Arthroscopic assisted reduction and fixation by the suture bridge technique of a large displaced greater tuberosity fracture of the humerus. The patient is in the beach chair position with the right shoulder in forward flexion with slight abduction. A 30° arthroscope is inserted through the posterior portal. Arthroscopic glenohumeral joint findings show anteroinferior capsulolabral tear, nearly full detachment of subscapularis tendon at first facet of lesser tuberosity, and displaced large greater tuberosity fracture. The first facet is decorticated with a ring curette. Through the lateral portal via the fractured gap, a double-loaded suture anchor (2.8 mm Y-knot RC) is inserted. With a suture hook device, the subscapularis tendon is sutured by shuttle relay suture-passing technique. Single-row repair (1 horizontal mattress tie and 1 simple tie) is done. Through the lateral viewing portal, the humerus is moved into the maximal internal rotation position, and a triple-loaded suture anchor (5.5 mm HEALICOIL) is inserted into the bare area of the infraspinatus tendon through the intact rotator cuff through the posterior portal. The exact location of the suture is confirmed using the 18-gauge needle, and shuttle relay suture passing is done as with the remplissage procedure. After passing the 6 strands of fiberwire, a double-loaded suture anchor (4.5 mm HEALICOIL) is inserted into the posterior edge of supraspinatus tendon just medial to the upper portion of fracture line through the accessory portal just medial to the lateral portal. In the same way, using the same 18-gauge needle, the fiberwires are passed through the intact rotator cuff. After passing the 10 strands of fiberwire, the fracture fragment is reduced by instruments like the changing stick or bone impactor under the arthroscope. Maintaining the reduction state, the medial row suture is tied.
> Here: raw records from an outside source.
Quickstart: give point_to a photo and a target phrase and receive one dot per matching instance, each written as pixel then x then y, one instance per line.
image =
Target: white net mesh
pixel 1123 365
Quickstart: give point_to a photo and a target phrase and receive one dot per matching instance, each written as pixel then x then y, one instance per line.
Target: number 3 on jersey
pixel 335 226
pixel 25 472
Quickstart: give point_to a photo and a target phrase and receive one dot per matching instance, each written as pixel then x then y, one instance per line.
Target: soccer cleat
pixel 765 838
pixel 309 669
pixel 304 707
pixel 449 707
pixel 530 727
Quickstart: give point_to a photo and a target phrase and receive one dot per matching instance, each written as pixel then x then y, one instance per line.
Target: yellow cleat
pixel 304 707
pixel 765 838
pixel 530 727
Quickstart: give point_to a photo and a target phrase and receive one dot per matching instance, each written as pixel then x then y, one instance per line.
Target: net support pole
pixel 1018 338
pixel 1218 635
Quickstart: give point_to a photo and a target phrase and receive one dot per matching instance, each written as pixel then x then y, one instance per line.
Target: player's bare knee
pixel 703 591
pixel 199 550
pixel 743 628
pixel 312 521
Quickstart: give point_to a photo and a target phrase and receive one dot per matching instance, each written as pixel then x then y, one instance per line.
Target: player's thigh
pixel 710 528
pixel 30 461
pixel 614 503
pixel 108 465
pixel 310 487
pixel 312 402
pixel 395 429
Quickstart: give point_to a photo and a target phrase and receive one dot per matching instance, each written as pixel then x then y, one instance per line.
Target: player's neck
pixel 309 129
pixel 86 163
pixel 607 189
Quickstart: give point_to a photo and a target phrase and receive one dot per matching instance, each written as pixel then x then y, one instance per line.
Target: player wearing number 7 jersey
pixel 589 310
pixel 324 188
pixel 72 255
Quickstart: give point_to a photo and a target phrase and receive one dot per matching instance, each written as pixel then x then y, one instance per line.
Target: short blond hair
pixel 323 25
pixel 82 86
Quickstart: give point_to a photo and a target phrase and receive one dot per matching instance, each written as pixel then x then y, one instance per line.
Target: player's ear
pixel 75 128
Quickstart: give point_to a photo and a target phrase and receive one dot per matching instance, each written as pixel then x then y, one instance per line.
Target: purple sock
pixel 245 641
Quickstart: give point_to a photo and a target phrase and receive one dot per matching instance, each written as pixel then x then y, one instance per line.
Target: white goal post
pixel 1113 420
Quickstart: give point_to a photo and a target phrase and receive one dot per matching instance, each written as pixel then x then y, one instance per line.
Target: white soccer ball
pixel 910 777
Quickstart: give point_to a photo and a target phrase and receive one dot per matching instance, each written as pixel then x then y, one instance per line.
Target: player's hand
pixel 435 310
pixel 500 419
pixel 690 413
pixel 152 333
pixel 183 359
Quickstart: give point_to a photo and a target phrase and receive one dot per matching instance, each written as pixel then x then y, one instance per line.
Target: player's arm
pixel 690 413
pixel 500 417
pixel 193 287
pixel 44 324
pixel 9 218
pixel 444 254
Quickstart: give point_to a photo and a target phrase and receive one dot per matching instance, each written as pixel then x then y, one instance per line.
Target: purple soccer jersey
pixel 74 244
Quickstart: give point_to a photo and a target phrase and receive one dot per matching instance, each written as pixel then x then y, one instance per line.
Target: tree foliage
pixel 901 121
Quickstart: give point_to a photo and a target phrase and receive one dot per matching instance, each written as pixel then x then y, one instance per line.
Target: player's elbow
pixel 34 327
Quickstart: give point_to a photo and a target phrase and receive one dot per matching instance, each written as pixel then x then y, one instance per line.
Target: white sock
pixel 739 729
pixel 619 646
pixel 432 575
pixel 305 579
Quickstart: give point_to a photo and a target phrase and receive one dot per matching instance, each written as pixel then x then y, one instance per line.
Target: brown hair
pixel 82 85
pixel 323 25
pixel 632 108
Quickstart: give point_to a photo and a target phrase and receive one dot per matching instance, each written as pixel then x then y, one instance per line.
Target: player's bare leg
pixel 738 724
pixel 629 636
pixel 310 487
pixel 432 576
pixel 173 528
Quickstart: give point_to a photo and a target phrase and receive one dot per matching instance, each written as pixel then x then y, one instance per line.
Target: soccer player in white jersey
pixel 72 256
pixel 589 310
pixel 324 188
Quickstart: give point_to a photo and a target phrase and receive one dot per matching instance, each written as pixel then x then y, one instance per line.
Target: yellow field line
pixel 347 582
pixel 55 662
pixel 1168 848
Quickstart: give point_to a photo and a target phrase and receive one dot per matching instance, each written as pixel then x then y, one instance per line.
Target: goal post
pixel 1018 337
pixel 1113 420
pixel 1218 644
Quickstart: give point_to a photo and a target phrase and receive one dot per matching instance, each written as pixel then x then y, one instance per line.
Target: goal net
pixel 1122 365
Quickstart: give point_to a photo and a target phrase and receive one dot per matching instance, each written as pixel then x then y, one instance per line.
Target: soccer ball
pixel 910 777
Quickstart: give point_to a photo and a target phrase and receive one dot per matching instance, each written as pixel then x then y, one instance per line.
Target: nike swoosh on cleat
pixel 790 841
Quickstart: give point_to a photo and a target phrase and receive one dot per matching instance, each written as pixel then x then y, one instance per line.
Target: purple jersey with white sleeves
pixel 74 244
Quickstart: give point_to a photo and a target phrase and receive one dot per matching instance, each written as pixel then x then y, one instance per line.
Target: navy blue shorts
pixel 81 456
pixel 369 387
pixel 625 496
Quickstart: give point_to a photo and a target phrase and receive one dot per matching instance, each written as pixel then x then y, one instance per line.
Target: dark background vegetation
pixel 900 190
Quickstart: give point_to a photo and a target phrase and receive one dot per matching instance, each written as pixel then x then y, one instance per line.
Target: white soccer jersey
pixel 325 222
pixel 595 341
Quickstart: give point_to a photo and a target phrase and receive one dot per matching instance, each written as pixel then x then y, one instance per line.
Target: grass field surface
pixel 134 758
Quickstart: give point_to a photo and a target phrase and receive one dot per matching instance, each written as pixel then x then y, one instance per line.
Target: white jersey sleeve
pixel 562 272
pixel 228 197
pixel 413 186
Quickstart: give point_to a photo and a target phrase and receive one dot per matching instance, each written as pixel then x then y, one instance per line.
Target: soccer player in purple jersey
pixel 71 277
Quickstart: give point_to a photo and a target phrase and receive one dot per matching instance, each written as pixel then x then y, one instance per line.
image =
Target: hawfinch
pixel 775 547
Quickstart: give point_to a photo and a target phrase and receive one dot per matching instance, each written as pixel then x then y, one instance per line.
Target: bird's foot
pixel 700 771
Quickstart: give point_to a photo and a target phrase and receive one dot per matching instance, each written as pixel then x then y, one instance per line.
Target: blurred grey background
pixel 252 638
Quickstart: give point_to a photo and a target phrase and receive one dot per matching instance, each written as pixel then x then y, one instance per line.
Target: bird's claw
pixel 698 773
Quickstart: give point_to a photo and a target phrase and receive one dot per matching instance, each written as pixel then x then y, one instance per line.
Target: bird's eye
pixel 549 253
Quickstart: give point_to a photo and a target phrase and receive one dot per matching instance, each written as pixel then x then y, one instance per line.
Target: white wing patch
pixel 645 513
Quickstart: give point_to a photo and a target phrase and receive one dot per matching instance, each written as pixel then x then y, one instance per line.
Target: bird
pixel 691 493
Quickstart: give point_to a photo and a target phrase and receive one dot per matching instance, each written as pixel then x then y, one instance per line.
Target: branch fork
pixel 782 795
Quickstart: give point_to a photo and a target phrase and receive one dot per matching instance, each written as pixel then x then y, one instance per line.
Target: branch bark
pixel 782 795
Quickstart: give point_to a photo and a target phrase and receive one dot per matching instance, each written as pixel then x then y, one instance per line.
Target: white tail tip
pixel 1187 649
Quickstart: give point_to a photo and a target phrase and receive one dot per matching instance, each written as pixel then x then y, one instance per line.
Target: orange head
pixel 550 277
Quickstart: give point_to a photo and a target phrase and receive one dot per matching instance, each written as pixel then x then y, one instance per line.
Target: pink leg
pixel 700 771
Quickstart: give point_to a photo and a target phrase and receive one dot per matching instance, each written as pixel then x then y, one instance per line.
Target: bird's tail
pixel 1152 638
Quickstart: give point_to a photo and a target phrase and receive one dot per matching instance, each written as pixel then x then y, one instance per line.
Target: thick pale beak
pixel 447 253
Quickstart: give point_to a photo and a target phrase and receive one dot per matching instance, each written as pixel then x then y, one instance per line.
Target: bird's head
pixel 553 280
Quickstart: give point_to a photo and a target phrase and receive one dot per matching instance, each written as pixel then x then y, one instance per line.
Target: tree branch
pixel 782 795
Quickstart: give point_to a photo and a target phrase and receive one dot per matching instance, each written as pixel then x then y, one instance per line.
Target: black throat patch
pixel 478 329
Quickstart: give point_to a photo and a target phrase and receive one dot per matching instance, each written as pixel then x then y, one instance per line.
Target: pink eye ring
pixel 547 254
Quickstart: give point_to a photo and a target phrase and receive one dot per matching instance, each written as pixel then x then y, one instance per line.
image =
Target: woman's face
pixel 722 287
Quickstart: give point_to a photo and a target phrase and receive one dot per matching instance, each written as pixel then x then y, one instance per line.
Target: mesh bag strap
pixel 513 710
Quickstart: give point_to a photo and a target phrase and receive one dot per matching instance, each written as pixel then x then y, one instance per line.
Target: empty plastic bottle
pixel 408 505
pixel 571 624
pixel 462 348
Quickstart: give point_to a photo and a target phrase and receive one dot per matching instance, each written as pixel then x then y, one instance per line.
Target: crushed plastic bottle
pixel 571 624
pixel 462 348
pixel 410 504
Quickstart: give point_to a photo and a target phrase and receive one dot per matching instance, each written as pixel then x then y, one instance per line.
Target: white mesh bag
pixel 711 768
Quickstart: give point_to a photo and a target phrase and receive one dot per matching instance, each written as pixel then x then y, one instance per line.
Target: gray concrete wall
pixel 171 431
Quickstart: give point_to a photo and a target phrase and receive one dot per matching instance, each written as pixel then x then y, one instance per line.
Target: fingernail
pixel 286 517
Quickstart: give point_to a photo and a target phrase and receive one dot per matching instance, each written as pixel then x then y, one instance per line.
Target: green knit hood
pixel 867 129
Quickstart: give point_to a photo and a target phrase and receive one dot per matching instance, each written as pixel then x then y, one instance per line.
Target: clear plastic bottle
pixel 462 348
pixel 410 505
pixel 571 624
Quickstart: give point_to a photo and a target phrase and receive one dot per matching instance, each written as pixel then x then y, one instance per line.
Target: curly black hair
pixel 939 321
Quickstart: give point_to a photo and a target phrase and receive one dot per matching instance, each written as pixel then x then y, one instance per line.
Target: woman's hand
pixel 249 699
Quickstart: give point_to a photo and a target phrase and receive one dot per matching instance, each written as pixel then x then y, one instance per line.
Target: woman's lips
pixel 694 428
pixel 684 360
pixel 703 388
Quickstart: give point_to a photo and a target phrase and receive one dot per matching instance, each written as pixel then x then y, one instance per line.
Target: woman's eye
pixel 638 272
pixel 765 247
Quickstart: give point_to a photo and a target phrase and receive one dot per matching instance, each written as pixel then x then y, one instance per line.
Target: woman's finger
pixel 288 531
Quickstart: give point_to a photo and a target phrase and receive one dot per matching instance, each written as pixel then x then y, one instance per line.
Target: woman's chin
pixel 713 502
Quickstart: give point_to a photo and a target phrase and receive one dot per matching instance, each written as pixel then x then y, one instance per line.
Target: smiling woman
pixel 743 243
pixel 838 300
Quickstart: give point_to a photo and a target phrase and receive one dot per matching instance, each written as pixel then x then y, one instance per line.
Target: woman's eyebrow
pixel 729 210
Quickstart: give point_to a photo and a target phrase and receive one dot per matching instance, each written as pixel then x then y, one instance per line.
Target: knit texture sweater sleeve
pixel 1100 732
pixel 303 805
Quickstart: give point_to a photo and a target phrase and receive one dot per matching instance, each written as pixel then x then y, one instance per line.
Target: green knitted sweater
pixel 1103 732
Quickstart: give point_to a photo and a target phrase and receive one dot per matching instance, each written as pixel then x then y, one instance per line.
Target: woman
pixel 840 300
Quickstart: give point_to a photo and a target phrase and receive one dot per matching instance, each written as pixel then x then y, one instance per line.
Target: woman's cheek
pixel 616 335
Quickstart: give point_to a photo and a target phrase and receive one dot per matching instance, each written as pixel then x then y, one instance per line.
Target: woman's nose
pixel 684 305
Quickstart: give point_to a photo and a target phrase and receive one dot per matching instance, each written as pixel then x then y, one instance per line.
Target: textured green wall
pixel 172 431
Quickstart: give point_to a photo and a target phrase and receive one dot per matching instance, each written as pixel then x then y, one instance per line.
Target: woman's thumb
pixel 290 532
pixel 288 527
Then preserving the bicipital groove for lateral anchor fixation, 2 lateral row anchors (5.5 mm PopLock) are inserted along the bicipital groove and tightened. The remnant fiberwire is used to fix the long head of the biceps tendon. The fracture fixation is well maintained through the rotation of the humerus internally and externally. The arthroscope is moved again into the glenohumeral joint, and the long head biceps tendon is cut. The procedure is then complete.